В задымленном нехорошими папиросами видеосалоне на Таганке показывали «Вудсток», Мика Джаггера и еще что-то из Антониони, и любое кино нужно было пересматривать по десять раз - возможно, потому, что спирт «Рояль» недостаточно разводили, но также и потому, что в каждом кадре хотелось заночевать; вокруг памятника Гоголю дидактически ветхая пьянь атаковала карманы, собирая на очень вкусный портвейн, от которого сильно тошнило, но если хоть чем-нибудь иногда закусывали, то можно было и продержаться; на стенах рисовали сплошной пацифизм, а не знак «Мерседеса» - автомобили, пусть даже и «Жигули», вообще водили те, цивильно-приличные люди, с которыми не о чем разговаривать, да и как можно иметь дело с теми, кто коротко стрижен; если незнакомая девушка сентиментально прижимала к сарафану в цветочек Борхеса, Гессе или Керуака, мгновенный роман был почти обеспечен; репетировать приходилось в шестикомнатной квартире на Остоженке с дверью без замков и двумя выбитыми стеклами, но бас-гитарист увлекался таблетками, и оторвать его от созерцания крохотных, отчаянно пляшущих между струн человечков было практически невозможно.
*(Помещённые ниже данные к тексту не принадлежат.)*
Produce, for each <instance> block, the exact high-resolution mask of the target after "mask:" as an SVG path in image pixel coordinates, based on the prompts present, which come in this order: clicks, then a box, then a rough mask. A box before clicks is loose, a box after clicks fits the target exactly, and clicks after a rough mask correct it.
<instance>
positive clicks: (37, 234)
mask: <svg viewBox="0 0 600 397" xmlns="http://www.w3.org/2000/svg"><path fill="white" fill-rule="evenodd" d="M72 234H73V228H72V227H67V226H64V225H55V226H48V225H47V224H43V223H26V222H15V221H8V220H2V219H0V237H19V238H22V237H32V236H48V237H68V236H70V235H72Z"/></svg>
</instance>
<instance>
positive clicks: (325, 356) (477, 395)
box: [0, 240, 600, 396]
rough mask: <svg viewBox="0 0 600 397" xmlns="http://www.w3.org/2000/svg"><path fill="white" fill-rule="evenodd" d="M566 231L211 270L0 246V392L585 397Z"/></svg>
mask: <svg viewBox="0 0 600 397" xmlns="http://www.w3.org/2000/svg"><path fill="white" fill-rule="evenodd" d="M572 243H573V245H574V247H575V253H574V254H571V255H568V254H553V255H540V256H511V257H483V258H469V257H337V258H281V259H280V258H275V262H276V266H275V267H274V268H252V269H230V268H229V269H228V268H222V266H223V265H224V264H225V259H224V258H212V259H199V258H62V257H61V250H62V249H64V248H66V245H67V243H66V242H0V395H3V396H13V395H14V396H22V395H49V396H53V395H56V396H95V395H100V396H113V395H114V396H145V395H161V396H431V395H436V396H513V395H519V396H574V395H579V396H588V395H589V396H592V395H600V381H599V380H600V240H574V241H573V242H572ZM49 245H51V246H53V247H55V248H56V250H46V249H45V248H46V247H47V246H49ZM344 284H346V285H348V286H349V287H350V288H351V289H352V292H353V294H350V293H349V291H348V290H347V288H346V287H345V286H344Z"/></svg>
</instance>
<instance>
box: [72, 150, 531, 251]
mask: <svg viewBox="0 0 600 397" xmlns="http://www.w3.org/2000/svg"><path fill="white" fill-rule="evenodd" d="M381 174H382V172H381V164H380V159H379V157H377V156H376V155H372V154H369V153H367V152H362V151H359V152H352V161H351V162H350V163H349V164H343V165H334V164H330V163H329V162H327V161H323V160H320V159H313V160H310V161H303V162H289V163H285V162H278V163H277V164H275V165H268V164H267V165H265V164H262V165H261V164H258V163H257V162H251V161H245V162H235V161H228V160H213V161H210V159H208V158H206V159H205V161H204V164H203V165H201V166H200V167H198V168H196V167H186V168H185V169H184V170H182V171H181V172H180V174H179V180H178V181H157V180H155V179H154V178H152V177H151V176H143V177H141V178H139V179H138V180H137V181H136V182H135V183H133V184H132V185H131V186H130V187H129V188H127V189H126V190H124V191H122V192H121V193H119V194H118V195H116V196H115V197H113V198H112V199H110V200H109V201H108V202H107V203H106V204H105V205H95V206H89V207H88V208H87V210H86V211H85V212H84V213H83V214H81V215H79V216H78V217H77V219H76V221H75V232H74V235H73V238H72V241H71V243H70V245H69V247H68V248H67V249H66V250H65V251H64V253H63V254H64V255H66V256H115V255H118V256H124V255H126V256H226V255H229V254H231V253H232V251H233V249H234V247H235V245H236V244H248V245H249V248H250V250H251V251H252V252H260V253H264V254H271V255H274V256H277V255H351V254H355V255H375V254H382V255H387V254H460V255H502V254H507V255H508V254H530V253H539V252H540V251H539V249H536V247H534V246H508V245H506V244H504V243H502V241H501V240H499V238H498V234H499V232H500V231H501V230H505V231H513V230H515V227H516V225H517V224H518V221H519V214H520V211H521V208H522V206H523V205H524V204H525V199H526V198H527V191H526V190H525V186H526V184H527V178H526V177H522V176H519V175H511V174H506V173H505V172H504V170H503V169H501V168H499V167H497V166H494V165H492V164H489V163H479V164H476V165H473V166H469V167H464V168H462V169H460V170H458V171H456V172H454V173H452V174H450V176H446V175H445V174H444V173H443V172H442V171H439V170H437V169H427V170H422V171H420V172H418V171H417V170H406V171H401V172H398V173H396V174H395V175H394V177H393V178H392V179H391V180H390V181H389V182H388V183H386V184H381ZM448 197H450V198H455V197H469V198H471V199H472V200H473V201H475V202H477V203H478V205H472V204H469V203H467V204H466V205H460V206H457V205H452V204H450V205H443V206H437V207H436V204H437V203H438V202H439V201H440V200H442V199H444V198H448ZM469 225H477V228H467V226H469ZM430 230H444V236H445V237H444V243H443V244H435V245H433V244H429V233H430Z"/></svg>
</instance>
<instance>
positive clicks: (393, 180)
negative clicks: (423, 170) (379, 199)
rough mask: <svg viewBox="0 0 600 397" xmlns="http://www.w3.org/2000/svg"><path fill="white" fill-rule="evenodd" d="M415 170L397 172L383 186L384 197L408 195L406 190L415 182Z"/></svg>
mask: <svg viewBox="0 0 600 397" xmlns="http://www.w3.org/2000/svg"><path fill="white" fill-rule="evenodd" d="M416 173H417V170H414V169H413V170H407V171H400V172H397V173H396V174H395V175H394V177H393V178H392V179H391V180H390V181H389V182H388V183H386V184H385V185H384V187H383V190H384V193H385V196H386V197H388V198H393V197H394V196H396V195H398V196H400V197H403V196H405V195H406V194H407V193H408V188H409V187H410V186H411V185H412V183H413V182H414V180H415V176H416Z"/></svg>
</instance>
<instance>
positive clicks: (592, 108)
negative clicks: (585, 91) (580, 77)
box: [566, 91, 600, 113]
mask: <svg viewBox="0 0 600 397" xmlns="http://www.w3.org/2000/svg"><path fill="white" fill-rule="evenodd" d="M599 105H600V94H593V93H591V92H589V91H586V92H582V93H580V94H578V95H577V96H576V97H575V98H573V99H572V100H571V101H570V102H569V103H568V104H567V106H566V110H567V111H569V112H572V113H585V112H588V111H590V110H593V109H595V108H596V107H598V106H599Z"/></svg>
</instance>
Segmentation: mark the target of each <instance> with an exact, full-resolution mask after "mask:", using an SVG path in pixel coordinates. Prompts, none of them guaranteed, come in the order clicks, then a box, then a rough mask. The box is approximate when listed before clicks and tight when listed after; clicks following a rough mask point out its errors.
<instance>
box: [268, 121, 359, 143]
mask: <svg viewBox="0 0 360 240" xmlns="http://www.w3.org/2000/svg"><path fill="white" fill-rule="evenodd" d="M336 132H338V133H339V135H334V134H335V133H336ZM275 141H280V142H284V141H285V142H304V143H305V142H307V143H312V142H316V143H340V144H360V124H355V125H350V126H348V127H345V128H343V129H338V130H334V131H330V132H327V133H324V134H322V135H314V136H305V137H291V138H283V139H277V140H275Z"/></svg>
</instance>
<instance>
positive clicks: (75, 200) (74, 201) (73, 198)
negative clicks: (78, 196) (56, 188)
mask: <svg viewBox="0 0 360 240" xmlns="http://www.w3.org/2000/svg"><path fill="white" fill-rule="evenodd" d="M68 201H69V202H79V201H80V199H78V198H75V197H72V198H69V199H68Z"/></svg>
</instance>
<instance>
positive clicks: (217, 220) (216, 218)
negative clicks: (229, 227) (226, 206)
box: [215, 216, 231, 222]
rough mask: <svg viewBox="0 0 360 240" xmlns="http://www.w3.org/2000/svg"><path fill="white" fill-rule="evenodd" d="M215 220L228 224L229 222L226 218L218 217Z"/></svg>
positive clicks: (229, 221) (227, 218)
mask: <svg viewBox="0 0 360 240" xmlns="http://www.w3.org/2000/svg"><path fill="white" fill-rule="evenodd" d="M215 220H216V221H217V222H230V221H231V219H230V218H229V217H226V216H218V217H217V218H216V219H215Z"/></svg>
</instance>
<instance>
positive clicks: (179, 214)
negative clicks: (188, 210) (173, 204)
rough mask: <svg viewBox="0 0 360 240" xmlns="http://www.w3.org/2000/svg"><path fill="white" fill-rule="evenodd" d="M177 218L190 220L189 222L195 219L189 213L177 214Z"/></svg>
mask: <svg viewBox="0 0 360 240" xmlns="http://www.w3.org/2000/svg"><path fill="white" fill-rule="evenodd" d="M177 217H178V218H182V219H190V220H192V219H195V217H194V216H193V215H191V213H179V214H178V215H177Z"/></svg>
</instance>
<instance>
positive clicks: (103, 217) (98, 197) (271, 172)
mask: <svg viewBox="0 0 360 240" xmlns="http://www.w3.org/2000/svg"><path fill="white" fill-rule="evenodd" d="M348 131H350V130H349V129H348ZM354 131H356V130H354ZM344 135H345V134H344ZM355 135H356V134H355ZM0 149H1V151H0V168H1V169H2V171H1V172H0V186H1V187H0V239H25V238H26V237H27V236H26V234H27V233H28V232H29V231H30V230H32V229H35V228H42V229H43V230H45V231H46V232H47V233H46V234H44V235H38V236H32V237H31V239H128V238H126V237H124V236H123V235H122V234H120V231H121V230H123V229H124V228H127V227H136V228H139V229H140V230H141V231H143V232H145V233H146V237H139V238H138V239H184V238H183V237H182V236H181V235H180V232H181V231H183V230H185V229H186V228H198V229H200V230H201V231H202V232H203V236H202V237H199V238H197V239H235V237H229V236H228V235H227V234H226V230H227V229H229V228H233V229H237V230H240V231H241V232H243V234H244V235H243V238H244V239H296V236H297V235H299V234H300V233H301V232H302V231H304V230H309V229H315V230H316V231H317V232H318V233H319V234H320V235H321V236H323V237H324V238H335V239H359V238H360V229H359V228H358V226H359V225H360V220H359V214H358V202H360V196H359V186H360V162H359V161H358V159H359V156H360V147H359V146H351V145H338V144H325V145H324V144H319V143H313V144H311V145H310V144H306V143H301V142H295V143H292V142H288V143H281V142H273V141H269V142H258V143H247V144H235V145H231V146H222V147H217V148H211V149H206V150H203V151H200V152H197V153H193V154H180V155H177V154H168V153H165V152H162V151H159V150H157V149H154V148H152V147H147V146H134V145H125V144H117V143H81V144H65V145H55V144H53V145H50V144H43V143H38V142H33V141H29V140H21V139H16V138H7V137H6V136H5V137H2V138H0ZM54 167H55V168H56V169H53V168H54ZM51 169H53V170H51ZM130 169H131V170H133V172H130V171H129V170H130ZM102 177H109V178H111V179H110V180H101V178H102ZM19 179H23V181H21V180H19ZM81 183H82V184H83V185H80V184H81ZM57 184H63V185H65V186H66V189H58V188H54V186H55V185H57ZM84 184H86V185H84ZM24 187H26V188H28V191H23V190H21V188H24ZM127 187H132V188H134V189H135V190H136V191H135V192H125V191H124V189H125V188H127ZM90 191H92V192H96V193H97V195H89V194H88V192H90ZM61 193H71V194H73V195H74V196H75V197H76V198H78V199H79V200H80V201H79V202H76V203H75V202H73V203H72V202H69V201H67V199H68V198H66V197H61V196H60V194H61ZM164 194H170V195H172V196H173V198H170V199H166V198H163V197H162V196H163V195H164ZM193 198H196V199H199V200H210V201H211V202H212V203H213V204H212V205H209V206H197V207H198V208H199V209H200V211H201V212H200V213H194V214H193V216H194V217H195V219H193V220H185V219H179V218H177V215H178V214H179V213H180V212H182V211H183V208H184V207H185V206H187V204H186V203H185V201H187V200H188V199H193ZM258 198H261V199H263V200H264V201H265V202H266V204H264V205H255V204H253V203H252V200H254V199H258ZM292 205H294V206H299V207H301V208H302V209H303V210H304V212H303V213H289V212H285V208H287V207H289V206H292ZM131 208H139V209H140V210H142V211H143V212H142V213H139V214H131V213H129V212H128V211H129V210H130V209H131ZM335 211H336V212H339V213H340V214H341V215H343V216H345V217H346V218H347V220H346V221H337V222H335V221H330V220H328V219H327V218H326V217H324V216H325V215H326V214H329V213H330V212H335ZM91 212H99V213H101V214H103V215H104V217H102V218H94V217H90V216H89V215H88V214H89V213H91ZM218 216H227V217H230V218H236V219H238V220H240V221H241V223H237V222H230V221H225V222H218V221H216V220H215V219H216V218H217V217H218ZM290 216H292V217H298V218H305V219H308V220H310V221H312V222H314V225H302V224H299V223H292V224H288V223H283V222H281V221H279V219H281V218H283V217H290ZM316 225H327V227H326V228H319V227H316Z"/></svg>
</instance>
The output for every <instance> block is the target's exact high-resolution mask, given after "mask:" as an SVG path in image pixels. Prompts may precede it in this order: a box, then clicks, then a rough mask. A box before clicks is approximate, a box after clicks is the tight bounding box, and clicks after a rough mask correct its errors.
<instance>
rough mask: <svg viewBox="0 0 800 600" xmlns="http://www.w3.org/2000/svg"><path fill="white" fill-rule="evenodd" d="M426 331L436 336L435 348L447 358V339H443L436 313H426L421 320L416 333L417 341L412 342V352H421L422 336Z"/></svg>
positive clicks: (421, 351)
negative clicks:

Важнее всего, однако, свобода. Ведь ученик девятого класса просто обязан быть абсолютно, безгранично свободным, и провались они к черту, к физкультурнику, к военруку - все те, кто его неосторожно удерживают и что-нибудь ему запрещают. В случае с моим детством таких безумцев, впрочем, не находилось. Очередная русская революция едва закончилась, и тогдашние школьные учителя, молодые родители и даже чиновники лучше выглядели бы на митинге или поэтическом вечере, чем на собрании в защиту нравственности и устоев. Собственно, никаких особенных устоев в России начала девяностых и не водилось - а потому до запоздало обвешанного стеклянными бусами неслуха той эпохи далеко не сразу дошло, что он не просто повесничает и подражает шестидесятым, но, извольте видеть, бунтует. И еще много позже ему, наконец, стало ясно, против чего именно следует бунтовать.

II.

В середине двухтысячных политические новости были полны маршами «несогласных»: я смотрел на заголовки и крутил в голове это прилипчивое слово. Я раздумывал, с чем в настоящей России, да и вообще вокруг себя я кардинальным образом не согласен (а я был не согласен), отыскивал, против чего вышел бы на демонстрацию, потрясая плакатом и выворачивая булыжники. Государство на роль врага мне не годилось - и не только оттого, что «мы против властей не бунтуем», как заметила у Булгакова одна реакционная старушка. Просто для меня очевидно было, что власть, равно и политическая, и телевизионная, и полицейская - это только часть чего-то иного, чего-то большего, и, несомненно, существенного, того, по отношению к чему все эти мелкие изверги и сатрапы всего лишь ведомые, а не ведущие. Но как определить это большее зло? Капитализм? Не подходит. Это потухшее, полумертвое слово влечет за собой так много смыслов, что все они разом выветриваются. Жестокость и тягость обыденной русской жизни? Это все равно что негодовать на погоду, да и не здесь злой дух времени, который я чувствовал. Ответ мне подсказал Чистопрудный бульвар.